Ive loaded for these calibers many times previously, but dont have the powders in house right now other than some IMR-4895. May give your Varget a try though with 165 SST bullets.
Its not going to be my primary weapon for deer hunting, as I have a lot of bolts for that. However, on the deer drives and walking the wood lots [instead of sitting in the tree stand] I could see where the speedy follow up shot could be advantageous. Looked for a 94 Win in 25-35 but when the ship went down so did that idea!! I also figure to load some varmint rounds for chucks. I know its overkill, but the farmer really wouldnt care if we brought in a 50 BMG for chuck control. Probably some Speer TNT hollow points for that task.
As I said previously, thats a fine looking firearm you have there, right on par with the M-70 Supergrades. Keep the load data coming interested to see if anything may work in the Rem that youve tried. Thanks, Rich


----------



## rzdrmh (Dec 30, 2003)

the 7400 that i've got (well, actually its my sons, although its in my care for another 8 years, until he turns 12) is the same gun my father-in-law and brother-in-law shoot.

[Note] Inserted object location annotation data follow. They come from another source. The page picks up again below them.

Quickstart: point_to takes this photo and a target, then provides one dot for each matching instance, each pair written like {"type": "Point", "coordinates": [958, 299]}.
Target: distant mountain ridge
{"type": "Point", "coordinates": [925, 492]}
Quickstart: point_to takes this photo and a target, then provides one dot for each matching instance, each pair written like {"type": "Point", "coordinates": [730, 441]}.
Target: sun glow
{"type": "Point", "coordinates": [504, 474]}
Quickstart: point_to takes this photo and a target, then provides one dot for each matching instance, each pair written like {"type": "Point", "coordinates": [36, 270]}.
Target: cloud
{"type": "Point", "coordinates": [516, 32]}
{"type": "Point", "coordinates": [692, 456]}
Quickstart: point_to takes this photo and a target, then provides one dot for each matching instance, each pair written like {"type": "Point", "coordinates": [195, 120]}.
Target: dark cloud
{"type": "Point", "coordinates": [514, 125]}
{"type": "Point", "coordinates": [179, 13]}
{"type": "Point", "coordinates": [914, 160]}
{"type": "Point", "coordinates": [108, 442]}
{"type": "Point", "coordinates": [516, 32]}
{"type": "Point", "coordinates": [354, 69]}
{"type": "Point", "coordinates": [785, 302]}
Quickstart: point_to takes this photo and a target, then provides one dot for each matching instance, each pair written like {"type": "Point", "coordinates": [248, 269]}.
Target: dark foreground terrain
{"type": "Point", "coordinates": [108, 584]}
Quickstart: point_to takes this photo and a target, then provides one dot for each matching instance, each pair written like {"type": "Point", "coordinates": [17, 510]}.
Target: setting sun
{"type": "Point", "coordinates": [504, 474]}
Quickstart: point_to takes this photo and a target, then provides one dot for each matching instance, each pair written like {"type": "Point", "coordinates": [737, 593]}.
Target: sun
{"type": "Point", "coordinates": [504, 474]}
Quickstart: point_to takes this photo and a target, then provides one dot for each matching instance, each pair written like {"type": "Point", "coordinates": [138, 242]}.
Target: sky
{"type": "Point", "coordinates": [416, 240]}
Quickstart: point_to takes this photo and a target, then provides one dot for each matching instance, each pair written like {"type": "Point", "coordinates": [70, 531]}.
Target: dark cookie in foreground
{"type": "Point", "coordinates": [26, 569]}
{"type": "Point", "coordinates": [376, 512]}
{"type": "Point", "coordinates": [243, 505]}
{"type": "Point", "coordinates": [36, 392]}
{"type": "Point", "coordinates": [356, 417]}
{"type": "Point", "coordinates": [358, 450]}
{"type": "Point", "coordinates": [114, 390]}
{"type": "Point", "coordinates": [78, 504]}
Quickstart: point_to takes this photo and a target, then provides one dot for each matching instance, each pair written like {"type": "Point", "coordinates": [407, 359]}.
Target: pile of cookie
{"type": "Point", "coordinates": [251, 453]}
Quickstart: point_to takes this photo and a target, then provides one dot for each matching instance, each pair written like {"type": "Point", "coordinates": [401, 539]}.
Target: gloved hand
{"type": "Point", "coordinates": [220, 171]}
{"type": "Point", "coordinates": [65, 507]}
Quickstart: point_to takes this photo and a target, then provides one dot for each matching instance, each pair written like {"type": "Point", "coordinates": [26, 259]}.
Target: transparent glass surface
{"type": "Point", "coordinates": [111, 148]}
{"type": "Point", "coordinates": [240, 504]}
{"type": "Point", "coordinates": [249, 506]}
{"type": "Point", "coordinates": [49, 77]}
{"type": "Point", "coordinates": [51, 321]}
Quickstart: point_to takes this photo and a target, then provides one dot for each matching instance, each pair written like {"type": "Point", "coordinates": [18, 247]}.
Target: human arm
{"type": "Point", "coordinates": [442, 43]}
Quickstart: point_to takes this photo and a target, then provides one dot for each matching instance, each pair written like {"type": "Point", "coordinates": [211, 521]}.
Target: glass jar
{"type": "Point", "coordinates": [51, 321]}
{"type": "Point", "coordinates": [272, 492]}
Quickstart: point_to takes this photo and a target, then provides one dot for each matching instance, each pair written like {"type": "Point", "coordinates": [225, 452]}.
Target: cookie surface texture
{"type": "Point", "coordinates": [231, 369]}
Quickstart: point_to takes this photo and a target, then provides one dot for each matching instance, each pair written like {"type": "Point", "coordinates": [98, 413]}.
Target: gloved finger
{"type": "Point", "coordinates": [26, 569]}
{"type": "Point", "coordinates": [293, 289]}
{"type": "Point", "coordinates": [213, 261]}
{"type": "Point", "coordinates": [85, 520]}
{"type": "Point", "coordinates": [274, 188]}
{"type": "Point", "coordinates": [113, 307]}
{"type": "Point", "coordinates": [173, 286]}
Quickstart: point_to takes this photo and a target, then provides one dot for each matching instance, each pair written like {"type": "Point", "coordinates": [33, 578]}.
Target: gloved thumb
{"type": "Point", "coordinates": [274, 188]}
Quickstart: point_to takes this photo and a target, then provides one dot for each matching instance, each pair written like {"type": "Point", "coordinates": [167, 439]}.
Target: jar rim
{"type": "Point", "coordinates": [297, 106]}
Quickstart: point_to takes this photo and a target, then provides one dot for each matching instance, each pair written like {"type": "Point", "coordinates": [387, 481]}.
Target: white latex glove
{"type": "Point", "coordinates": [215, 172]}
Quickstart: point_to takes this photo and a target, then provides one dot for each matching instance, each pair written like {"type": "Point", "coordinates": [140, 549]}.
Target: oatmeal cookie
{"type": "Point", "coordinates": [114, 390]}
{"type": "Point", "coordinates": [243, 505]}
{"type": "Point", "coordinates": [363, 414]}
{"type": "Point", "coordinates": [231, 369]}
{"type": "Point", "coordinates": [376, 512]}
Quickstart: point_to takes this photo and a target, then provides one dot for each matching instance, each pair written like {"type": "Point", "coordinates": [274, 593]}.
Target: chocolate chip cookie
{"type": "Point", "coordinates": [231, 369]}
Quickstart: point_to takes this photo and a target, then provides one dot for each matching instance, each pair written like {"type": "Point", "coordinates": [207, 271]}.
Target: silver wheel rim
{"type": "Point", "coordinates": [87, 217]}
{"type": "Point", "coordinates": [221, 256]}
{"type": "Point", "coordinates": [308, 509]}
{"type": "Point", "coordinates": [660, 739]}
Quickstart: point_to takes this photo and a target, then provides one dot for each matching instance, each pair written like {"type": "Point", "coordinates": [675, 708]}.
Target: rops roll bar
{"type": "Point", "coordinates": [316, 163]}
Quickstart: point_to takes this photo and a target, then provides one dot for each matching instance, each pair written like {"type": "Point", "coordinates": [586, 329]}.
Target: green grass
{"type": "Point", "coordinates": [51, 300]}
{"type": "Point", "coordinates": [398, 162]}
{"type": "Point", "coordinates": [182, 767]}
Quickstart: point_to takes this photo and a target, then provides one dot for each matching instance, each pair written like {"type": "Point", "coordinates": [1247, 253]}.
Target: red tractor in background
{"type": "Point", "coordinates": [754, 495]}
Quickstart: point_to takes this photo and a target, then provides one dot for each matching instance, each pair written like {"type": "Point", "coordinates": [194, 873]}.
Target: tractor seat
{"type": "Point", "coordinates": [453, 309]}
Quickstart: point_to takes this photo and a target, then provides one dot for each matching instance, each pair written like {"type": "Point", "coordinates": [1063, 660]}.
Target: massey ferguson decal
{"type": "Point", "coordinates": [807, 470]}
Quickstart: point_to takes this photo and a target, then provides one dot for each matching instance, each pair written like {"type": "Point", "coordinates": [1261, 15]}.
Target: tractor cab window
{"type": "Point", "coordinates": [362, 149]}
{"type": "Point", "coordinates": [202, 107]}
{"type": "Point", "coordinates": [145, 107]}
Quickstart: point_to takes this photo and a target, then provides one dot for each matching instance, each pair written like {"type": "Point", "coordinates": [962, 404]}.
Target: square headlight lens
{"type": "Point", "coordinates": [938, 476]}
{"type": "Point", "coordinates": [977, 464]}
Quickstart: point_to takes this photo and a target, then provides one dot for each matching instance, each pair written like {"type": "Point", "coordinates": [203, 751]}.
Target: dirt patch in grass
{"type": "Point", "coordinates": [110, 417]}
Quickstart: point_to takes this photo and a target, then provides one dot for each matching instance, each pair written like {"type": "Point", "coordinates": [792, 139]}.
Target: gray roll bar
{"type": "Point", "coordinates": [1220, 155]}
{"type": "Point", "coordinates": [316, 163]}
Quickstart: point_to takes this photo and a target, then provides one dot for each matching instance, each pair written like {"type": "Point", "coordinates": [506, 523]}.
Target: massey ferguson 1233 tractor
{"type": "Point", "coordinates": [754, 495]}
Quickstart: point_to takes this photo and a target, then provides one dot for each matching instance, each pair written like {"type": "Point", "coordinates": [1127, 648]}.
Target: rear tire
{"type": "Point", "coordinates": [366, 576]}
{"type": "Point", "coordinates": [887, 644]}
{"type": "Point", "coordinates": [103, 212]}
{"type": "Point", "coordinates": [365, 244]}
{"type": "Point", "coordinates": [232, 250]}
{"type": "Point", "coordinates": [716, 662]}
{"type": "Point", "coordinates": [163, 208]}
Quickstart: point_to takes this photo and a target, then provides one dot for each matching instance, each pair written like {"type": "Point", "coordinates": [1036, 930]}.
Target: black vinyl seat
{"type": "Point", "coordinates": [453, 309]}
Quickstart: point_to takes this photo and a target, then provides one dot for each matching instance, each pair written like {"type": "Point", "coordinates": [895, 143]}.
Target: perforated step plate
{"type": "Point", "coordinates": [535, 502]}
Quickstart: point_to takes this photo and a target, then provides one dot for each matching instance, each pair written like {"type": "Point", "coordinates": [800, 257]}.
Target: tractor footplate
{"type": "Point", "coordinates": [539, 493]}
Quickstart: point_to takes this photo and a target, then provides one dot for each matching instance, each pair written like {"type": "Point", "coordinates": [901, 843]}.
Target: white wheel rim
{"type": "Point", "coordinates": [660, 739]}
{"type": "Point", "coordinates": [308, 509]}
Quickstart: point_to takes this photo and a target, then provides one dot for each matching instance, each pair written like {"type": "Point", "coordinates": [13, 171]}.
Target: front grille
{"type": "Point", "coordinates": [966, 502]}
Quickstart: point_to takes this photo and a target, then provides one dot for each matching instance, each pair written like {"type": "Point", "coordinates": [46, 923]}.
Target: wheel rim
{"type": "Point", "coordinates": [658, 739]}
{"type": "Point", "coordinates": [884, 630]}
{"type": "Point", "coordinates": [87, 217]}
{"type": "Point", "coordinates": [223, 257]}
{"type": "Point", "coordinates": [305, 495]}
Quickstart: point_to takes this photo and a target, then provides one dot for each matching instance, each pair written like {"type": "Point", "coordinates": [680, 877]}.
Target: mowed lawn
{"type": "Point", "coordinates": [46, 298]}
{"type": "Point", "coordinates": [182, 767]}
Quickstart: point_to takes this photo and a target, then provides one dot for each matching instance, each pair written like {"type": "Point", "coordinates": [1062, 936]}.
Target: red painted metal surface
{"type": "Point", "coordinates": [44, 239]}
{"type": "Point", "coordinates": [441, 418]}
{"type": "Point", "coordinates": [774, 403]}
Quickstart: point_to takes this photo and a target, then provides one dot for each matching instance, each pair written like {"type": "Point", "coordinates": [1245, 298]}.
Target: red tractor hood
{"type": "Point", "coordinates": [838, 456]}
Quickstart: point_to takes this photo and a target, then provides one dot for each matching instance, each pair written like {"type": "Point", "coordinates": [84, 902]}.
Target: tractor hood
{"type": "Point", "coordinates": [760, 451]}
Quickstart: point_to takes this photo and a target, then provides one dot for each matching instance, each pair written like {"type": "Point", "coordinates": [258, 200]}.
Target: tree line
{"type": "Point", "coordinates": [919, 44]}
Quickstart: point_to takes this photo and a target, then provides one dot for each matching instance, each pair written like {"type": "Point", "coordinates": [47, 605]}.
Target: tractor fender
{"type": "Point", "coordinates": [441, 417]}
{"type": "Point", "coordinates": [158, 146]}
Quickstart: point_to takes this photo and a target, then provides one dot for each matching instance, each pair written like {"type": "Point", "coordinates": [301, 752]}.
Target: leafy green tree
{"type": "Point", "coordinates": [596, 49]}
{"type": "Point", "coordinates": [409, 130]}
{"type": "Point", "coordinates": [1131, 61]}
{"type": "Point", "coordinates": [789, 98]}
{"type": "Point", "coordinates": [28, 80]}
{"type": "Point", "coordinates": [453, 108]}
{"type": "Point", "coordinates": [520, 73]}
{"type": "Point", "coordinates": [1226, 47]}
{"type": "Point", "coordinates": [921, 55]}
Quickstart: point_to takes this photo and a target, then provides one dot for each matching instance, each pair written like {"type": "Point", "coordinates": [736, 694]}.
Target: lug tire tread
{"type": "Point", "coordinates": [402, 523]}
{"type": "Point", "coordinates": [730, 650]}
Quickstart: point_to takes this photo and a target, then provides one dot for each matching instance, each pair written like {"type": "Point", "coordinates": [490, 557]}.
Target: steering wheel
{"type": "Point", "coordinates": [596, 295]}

between them, and my FIL's brother, they kept about six 7400's around, using some as backups.

based on their load data - all of those 7400's liked imr-4064. that's why i've got so much of it right now.. 180 grain roundnose, flatbase sierras, with 48 grains of imr-4064 (running about 2700 fps), if i remember correctly. i can check his old records. that's what i'll start with in that 7400 i've got. i've seen my FIL's targets - and he easily gets 1.5" out of it. mind you, he's a deer hunter. not a benchrest kind of guy. shoots a box of shells a year prior to the season off the picnic table. i'd guess that combo would get tighter if he'd set down some sandbags.

since i'll start grouping the savage at the range next time, maybe i'll toss in that 7400 with that 4064 and give it a try. i'll let you know what i find.


----------



## Huntsman27 (Sep 29, 2004)

I just picked my 30-06 up and brought it home. Going to give it a good scrubbing tonight.
I called one of my friends that shoots the military matches [M1As and the Garands] and suggests using the IMR4064, as he said thats all he would use in an 06 semi auto. Said its reliable,consistent,and accurate. Hes also helped before with 22-250 and 220 Swift loads [kind of the go-to guy for loading--been around awhile]. You guys have convinced me to give it a try.
Figure to be purchasing some of that powder and primers this weekend. Dont know about range time as I heard we may have 20+ mph winds this weekend.
I had been holding out for the new Rem 750 in 35 Whelen, but if this one shoots well, Ill probably just drop that idea. We get a decent weekend, and you want to get together to shoot/compare notes, let me know. Your not to far away. Rich


----------